The whole day was absolutely perfect! Brunch was great as always. We’ve been to that place many, many times and the customer service, the food, and the music never disappoint.
The ballet was as good as I hoped it would be. There were a lot of kids there, of course, and I wondered if I might have enjoyed the performance even more if I’d a child of my own to share it with. I can’t know but I did remind myself that there is a child that still exists in me and I during the performance I allowed her to come forward to enjoy the story alongside this adult version of me. I allowed myself to relax into wonder and awe and joy.
I love that I can give that child all these things she never had a chance to experience in her time. I love that I can be a parent to myself now.
Well, I was 100% wrong about today. It snowed so much overnight and it’s forecasted to snow so much over the course of the day that every school district in the metro area is closed today. So I’m home for my 3rd snow day of the season and wondering if the year will have to be extended as we move further into February and March, our snowiest time of year and more and more and more snow days are called as the storms get worse and worse.
I was also wrong about this cold being all in my head.
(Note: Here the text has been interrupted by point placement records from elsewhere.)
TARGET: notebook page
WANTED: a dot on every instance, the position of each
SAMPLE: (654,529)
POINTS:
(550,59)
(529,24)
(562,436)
I woke up with a sore and swollen throat and a generally miserable feeling all over my body. I hope this will be the worst of it. I can deal with a sore throat but coping with a stuffy nose or a cough is so much harder. So, the snow day was a blessing on more than one front and I plan to spend it on the couch reading and resting up. This weekend is going to be an exciting one and I don’t want a second of it ruined over a something as small as a sore throat.